Read First Grave on the Right Online
Authors: Darynda Jones
He had memories? Of me? My pulse quickened.
“He said he saved your life once. Said a man had taken you into an apartment.” She leaned forward. “In case you’ve ever wondered, you weren’t going to make it out of that apartment alive. The man was going to do what he wanted and then smother you. He’d done it before.”
A jolt of anxiety rushed through me. “Reyes knew I was in danger?” I asked, finding my voice at last.
“Yes. Another time, he only
thought
you were in danger, but he said your stepmother was yelling at you in front of dozens of onlookers. You were scared and mortified. Those strong emotions are what caused him to seize. He was so outraged when he got there, so worried about you, he said he almost cut your stepmother in two just to teach her a lesson. But you begged him in soft whispers to let her be.”
With the images of that day swimming in my head, I said, “I remember. He was so angry.”
“Later, he learned how to find you without the seizures. He would go into a trancelike state just to see you, just to watch you.” She smiled, remembering happier times. “He called you Dutch.”

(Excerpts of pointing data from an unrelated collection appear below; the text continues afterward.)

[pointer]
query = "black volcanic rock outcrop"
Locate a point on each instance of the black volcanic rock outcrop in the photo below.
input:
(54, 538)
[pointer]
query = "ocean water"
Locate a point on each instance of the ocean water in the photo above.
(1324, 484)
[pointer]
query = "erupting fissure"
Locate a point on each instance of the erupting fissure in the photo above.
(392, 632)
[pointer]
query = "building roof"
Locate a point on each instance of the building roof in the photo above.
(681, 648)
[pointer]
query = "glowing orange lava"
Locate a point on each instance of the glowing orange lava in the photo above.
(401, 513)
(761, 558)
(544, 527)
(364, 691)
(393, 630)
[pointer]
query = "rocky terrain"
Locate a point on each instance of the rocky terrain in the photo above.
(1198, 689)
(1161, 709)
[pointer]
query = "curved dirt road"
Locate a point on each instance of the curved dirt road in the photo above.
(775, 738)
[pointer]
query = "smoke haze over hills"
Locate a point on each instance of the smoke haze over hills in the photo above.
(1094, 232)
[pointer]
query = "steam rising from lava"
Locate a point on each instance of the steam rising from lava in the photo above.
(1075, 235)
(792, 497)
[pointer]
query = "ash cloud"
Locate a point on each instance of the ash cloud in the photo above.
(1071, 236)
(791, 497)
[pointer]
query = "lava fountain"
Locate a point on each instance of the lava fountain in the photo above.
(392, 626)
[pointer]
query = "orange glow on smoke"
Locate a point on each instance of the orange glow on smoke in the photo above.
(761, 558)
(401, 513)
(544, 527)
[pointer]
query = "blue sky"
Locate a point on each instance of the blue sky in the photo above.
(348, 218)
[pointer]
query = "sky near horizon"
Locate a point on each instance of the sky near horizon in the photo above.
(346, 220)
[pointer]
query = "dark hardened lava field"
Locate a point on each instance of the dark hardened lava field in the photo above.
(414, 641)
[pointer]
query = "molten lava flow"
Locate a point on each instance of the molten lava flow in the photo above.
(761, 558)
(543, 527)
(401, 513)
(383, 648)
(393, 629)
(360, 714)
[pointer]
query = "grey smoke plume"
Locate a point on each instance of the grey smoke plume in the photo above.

Shaking visibly, I released a long, labored breath. Every word she spoke only evoked more questions, an even deeper lack of understanding.
“If Reyes learned to control what he is, to harness the power he had and to use it, why didn’t he … stop your father?”
She shrugged. “I don’t think he believed it.”
My brows slid together. “I don’t understand.”
“In Reyes’s mind, it was all a fantasy. None of it was real at that time. Even you were a fabrication of his imagination, the girl of his dreams. But I knew what he did was real. When we got older, I started to research some of what he had imagined, what he’d done. Everything he told me actually happened.”
The intelligence sparkling behind Kim’s eyes belied the soft-spoken, meek woman I’d met earlier. She’d learned to hide what she was. What she was capable of. Admiration welled inside me. I would’ve loved to be friends with her in a different life. Under different circumstances. Then again, anything was possible.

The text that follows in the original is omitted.